Hi assuming you got your action space and mask splitter function I think you can try what Marco described or just do as I described here and pass the entire observation plus the mask to the network (eg pretend that the mask is part of the observation). After all it’s just some more information that the agent could potentially use. Disclaimer I haven’t tried this yet but should work in theory and should be simpler.
Phew, I finally got it to work. First I tried it with a tuple of (observation, mask), like recommended here, which resulted in lots of different errors, which had to do with the problem that the tuple is a sequence, thus I need a preprocessing_combiner
for my QNetwork
and I tried tf.keras.layer.Add
, as recommended by the error message. But then the model build failed with an error about the observation tuple being a sequence and the other input not. I tried for hours to solve this, but I couldn't get the build to work.
So, afterwards I tried your idea, which, after some tinkering, finally worked. Although, I had to use your workaround from #253 as well.
So, as a summary, it finally worked and I have now in my observation the mask included and use the observation_and_action_constraint_splitter
with this function:
def observation_and_action_constraint_splitter(observation):
mask = tf.reshape(observation[0][-1:], (tf.math.multiply(Y,X),))
return observation, mask
I am really happy that it finally worked and I hope, that in the future there will be better documentation on how to achieve an action mask. Thank your for the tip and the workaround.
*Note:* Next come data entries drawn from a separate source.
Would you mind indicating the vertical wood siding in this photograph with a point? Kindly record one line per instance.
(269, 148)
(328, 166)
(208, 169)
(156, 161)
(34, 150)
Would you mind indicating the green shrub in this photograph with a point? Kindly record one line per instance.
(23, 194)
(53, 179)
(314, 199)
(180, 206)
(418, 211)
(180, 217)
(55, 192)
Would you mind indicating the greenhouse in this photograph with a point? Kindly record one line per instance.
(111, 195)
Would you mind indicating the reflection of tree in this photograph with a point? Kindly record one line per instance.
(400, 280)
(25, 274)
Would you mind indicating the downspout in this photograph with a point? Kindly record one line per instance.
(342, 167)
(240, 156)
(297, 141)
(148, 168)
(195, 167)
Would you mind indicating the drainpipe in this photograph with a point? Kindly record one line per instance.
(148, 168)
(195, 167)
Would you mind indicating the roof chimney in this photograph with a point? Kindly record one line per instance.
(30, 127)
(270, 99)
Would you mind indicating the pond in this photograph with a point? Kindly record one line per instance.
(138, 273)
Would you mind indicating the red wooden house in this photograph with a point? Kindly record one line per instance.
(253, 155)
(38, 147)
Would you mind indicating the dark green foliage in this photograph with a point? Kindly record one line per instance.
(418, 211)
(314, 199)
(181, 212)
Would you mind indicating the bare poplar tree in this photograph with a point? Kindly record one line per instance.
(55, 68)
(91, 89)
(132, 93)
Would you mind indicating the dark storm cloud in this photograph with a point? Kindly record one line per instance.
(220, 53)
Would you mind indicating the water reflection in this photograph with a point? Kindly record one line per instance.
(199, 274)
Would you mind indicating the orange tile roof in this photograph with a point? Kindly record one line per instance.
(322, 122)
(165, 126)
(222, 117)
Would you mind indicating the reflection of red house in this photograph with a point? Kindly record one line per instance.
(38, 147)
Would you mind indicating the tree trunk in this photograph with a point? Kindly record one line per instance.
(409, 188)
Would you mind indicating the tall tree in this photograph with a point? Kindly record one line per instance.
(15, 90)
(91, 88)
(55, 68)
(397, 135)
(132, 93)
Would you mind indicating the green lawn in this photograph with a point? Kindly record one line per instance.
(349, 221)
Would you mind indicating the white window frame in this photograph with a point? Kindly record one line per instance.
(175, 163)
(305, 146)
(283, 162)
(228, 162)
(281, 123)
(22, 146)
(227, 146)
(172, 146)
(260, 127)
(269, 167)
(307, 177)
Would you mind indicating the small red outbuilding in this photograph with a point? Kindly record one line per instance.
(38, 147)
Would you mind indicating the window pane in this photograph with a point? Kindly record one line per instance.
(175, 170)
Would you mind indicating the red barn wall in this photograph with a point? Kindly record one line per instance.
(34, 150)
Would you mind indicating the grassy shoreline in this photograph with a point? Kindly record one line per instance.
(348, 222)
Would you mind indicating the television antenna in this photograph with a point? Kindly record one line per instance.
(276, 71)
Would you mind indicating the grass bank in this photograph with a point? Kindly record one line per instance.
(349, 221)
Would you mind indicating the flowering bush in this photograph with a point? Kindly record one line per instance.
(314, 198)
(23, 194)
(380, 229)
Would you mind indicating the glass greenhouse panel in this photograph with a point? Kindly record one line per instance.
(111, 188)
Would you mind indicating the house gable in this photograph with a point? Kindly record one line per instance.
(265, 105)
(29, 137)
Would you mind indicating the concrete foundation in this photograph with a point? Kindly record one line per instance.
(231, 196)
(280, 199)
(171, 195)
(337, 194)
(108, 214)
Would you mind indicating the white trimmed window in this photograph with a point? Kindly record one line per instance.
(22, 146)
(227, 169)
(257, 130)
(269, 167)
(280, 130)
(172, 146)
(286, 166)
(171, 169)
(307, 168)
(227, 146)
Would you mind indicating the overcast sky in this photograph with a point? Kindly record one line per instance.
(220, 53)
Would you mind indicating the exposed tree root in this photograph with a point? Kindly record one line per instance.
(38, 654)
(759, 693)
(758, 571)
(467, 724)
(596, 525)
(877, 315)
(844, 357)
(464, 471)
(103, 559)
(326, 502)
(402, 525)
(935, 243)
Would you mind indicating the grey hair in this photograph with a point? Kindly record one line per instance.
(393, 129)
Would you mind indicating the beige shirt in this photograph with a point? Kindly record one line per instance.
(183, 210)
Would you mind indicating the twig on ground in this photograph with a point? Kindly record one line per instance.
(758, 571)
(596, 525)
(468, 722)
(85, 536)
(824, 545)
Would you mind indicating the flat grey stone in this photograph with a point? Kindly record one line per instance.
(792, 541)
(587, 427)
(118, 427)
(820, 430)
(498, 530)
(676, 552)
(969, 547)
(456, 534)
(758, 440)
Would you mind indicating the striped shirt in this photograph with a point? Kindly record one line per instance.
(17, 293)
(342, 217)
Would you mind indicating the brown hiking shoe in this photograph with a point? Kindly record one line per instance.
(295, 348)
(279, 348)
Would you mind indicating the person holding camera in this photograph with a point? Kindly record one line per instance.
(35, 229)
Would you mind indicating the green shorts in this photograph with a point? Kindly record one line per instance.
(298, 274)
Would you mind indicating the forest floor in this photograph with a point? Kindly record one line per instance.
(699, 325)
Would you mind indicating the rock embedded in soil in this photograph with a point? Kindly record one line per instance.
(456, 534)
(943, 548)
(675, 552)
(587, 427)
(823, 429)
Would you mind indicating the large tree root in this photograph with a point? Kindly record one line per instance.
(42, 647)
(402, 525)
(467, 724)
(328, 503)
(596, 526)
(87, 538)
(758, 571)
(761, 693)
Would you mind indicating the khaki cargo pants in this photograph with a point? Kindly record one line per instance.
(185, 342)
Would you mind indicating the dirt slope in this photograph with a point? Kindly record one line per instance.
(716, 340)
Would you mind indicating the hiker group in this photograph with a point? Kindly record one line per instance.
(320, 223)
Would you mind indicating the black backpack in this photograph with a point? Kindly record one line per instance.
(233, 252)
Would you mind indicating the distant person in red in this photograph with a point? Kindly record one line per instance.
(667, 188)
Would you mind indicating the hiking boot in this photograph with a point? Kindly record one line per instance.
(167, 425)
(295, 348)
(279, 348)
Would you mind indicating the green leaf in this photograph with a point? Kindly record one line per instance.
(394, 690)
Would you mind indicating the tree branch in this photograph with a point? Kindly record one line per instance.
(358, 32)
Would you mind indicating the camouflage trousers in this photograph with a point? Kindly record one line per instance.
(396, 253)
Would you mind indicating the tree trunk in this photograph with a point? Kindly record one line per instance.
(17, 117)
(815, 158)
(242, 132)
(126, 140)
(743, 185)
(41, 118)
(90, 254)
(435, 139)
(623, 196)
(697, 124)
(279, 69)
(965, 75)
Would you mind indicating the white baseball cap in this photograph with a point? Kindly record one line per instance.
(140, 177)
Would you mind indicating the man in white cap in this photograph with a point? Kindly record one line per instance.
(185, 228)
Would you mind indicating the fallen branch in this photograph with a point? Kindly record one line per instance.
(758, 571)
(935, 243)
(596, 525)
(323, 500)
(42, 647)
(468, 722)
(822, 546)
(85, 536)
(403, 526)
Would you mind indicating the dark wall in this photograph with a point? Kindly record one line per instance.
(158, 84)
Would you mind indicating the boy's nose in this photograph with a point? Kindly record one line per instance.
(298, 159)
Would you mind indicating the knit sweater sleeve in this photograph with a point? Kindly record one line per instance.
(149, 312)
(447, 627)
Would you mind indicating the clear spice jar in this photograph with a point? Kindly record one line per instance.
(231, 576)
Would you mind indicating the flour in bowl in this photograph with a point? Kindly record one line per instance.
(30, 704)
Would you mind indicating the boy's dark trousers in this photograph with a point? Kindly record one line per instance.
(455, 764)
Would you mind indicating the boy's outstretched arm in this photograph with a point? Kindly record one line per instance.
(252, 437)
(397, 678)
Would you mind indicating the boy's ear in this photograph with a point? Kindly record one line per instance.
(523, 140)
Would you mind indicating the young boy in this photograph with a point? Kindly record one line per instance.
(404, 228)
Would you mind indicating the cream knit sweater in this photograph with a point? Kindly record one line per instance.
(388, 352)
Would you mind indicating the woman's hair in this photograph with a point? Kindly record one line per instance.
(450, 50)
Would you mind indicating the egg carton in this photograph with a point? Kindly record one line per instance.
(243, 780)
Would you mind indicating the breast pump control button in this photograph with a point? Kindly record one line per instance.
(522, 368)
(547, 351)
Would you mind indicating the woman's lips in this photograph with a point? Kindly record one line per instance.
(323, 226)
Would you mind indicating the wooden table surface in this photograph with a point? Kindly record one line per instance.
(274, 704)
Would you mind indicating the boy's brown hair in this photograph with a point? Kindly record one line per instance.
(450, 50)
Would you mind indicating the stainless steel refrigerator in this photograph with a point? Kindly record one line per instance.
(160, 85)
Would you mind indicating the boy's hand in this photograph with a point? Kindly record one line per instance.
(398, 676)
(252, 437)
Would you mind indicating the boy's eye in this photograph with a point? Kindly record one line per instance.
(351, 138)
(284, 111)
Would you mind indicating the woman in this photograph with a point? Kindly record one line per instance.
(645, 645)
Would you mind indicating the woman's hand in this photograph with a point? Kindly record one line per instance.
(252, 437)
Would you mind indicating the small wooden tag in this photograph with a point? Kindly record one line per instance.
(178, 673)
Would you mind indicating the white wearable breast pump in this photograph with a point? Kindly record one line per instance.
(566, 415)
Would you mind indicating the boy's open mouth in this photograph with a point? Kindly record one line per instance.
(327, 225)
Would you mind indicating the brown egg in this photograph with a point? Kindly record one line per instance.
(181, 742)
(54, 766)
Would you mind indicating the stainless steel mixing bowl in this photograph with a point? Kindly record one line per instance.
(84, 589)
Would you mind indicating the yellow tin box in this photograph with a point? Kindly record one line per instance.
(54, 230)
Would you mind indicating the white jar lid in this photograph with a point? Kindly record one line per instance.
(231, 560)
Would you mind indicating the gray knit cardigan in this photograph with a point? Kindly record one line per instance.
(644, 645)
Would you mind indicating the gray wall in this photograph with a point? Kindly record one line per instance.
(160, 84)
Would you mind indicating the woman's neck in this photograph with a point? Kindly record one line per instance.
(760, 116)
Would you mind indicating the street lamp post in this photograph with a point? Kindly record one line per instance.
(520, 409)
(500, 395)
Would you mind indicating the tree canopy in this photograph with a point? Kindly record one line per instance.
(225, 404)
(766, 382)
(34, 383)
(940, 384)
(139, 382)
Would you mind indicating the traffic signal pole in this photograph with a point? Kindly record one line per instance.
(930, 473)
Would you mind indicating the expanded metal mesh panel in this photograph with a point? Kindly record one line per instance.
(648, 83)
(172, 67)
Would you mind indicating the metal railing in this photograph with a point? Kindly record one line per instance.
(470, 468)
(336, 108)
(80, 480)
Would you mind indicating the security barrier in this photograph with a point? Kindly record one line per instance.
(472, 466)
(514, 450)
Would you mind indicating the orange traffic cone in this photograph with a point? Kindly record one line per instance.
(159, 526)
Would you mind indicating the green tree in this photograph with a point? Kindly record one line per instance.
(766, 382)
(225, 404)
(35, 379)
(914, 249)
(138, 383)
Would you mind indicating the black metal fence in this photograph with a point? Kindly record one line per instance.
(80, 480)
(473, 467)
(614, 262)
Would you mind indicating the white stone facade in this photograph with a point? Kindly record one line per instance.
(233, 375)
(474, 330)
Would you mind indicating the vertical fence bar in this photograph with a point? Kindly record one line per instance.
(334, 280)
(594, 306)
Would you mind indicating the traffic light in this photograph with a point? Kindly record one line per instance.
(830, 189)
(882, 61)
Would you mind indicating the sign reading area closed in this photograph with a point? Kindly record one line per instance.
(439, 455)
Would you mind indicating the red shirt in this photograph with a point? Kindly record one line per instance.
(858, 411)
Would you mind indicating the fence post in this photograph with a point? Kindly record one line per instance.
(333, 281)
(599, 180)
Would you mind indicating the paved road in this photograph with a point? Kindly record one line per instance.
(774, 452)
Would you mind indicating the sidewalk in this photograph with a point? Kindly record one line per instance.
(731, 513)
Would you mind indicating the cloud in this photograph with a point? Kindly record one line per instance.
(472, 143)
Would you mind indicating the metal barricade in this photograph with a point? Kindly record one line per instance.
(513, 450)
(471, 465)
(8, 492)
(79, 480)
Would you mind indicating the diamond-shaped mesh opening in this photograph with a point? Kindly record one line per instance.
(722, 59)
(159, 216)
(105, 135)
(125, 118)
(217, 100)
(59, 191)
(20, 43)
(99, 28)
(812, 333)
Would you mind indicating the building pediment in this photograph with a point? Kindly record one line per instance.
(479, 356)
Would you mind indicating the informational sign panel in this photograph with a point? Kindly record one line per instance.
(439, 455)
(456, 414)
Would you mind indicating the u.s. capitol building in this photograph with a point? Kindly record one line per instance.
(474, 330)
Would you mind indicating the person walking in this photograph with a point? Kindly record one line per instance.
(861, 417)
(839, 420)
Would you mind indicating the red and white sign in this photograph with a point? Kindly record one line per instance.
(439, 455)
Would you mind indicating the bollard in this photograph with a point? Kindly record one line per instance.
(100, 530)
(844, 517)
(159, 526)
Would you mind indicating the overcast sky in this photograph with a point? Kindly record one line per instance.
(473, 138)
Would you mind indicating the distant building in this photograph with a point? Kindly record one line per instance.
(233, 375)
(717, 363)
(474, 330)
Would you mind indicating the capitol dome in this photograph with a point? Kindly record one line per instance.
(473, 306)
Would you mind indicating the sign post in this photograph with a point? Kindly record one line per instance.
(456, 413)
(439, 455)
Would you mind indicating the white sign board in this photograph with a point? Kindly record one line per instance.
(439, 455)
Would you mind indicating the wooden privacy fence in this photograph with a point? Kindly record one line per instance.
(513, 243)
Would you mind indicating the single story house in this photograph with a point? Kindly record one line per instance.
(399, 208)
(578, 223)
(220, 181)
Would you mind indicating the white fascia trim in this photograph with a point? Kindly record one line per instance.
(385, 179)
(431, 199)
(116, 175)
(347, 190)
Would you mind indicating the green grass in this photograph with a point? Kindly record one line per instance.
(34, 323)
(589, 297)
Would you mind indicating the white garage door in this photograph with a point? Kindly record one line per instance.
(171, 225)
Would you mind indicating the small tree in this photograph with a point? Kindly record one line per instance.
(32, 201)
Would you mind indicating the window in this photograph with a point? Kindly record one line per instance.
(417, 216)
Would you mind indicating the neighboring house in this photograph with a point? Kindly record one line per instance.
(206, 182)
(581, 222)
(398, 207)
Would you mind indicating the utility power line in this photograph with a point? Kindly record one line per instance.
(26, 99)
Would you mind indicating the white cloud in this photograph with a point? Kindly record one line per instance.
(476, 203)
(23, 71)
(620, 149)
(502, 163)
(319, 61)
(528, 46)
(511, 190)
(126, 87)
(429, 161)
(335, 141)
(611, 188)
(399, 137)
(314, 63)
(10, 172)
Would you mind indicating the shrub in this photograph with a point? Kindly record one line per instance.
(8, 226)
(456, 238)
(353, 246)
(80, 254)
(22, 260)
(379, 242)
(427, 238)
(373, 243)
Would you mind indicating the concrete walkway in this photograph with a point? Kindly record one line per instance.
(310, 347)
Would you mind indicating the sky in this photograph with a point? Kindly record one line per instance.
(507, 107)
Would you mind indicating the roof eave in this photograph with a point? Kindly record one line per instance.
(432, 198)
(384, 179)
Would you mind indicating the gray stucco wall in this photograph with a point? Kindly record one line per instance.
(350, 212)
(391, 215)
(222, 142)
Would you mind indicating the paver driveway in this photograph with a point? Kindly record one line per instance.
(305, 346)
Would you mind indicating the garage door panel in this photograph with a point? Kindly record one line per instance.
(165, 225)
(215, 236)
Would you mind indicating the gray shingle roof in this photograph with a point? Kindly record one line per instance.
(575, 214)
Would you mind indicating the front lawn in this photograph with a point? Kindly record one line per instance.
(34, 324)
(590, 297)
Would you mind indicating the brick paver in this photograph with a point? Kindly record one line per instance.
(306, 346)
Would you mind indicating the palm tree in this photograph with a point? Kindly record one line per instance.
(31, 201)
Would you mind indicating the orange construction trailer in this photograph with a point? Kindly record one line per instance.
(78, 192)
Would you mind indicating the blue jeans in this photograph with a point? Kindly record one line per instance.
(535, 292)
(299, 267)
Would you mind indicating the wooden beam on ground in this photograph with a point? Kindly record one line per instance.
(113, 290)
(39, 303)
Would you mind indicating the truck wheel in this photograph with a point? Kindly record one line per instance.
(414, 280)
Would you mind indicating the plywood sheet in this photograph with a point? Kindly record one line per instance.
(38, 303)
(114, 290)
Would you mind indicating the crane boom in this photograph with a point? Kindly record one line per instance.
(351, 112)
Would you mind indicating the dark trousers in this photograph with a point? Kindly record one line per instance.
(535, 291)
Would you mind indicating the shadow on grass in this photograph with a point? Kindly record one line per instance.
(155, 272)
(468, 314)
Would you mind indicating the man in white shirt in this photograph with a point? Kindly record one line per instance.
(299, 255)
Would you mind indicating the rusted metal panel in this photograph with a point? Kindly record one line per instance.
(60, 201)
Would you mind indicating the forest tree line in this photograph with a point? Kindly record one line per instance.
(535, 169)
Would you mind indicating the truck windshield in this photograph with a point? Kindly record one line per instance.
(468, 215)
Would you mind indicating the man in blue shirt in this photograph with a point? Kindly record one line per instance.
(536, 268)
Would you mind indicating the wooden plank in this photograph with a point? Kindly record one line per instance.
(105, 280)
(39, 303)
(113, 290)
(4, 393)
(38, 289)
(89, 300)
The only problem left is that even with your workaround I can't use a ParallelPyEnvironment
with more than 1 worker. If I do, I get an error in the same line as the workaround:
tensorflow.python.framework.errors_impl.InvalidArgumentError: 'then' and 'else' must have the same size. but received: [8,1] vs. [1,1] [Op:Select]
Inspired by these explanations, the following implementation works fine for me.
- Define the
_observation_spec
as a dictionary that contains the actual observation and also the mask of the valid actions. Somethings like this
self._observation_spec = {
'observations': tf_agents.specs.BoundedArraySpec(
name = "observation",
shape = (…),
dtype = … ),
'valid_actions': array_spec.ArraySpec(
name = "valid_actions",
shape = (THE_NUMBER_OF_ACTIONS, ),
dtype = np.bool_
)
}
- Everywhere in the environment (i.e., _reset, _start, _step) that an observation is returned to the agent, find the valid actions mask according to the observation and return the corresponding dictionary, somethings like this
obs['observation'] = get_the_env_observations(…)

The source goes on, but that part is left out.